How To Handle Existing Tenants?

I'm thinking of buying a 3 family. The previous owner lived on the bottom floor and rented the 2nd and 3rd to family. Needless to say, the property is currently renting at way below the market value. How would a new landlord go about raising the rent? Each floor could be renting for 300-400 more/month.

Comments(3)

  • brianraz29th August, 2004

    Good info, thanks!

    Quote:
    On 2004-08-29 13:18, commercialking wrote:
    If all the apartments are rented to family members I'd make some resolution of this matter one of the terms of sale.
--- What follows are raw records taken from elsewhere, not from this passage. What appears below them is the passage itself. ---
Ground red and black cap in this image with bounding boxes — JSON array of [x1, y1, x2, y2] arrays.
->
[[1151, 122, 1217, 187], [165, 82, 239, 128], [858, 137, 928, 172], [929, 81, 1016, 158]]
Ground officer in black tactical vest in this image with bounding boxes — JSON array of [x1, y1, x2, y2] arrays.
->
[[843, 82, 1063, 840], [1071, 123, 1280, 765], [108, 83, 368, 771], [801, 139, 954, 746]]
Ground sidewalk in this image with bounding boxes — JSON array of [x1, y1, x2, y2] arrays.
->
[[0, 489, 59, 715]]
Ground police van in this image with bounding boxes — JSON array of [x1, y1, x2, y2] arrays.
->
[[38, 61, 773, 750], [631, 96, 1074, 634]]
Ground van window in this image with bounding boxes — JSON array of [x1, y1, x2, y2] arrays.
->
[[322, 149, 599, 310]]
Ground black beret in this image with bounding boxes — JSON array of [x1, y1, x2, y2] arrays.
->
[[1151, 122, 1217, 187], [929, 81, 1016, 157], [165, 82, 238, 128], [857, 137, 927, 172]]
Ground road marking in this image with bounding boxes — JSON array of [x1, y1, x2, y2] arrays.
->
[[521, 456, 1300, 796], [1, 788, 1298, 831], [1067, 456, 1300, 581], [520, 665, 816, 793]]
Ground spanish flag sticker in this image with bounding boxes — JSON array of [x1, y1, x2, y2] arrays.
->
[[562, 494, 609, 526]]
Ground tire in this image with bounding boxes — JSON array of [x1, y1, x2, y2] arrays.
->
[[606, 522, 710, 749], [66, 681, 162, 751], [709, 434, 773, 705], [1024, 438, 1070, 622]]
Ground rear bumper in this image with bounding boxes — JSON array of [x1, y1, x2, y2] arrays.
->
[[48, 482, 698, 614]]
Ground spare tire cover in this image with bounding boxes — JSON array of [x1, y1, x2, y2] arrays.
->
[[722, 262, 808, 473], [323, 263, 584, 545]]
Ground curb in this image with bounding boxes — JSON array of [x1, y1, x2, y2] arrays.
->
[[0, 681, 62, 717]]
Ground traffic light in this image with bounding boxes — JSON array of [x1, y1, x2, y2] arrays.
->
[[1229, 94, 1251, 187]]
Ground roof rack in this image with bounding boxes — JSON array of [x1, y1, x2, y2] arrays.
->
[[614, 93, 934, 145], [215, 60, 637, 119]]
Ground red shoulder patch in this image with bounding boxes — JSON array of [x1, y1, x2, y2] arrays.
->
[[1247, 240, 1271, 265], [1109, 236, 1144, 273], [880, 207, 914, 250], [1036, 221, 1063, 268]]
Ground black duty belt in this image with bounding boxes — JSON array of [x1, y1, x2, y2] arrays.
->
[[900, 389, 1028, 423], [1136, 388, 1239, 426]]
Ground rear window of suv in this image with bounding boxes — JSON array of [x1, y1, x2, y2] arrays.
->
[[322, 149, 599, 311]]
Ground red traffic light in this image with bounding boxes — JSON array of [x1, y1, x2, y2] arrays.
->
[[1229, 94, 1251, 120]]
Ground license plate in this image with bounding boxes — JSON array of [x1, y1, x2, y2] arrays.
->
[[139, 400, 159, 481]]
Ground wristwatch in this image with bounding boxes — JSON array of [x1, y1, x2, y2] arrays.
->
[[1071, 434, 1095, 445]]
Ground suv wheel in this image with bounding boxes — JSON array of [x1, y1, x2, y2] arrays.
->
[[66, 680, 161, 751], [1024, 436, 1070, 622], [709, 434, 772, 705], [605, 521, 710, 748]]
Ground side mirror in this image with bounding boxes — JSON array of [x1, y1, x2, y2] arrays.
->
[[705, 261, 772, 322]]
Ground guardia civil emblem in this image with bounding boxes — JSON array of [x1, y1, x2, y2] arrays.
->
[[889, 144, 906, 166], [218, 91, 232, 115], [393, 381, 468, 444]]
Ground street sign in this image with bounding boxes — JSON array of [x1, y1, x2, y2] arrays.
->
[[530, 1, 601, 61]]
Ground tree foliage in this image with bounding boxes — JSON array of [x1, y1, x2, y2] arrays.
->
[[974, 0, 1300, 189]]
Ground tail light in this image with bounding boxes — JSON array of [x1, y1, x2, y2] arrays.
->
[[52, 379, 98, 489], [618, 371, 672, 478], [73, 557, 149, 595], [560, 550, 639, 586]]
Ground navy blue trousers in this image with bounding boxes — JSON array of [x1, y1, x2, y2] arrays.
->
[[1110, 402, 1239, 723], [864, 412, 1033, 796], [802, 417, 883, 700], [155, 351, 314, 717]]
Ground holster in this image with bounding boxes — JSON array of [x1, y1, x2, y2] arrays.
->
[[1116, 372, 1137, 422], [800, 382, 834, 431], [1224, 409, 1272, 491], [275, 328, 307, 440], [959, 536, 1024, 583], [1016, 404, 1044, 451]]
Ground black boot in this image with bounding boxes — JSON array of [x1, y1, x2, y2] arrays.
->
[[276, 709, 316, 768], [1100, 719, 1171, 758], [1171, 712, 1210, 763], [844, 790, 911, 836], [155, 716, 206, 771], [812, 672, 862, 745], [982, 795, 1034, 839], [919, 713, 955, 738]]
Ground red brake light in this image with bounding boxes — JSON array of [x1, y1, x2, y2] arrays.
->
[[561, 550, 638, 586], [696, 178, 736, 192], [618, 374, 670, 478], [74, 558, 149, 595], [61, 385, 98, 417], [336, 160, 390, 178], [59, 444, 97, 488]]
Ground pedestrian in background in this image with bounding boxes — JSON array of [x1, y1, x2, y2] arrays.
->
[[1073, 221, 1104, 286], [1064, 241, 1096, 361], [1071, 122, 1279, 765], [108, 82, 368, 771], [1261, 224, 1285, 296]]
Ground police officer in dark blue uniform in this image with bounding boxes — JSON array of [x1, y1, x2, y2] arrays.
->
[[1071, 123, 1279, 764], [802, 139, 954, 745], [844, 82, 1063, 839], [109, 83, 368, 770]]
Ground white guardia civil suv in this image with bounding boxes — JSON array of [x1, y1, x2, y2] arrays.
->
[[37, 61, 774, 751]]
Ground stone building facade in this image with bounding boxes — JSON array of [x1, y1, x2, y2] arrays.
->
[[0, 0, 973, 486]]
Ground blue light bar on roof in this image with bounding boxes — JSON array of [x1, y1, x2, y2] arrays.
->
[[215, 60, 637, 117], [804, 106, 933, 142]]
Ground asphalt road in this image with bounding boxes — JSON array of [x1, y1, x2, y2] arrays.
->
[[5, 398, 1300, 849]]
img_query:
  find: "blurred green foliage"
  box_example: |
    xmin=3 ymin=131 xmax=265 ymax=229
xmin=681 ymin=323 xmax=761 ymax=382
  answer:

I'd start out with a .10 cap offer based on the current income. I'd explain why I made the offer that way. When the seller tells me that the want more I'd explain that the only way to get more is if the tenants pay more. If the seller wants to go back to the tenants and negotiate rent increases then I'd be willing to pay more.

  • Dumdido31st August, 2004

    "I'd start out with a .10 cap offer based on the current income"

    I'm new to this - Whats that mean?

    Thanks!

  • ray_higdon1st September, 2004

    If the tenants are mo/mo, you can give them a written notice after you've bought the place that the rents will be increasing. Check your state laws to see how much time you need to give them, I think most are 30 days.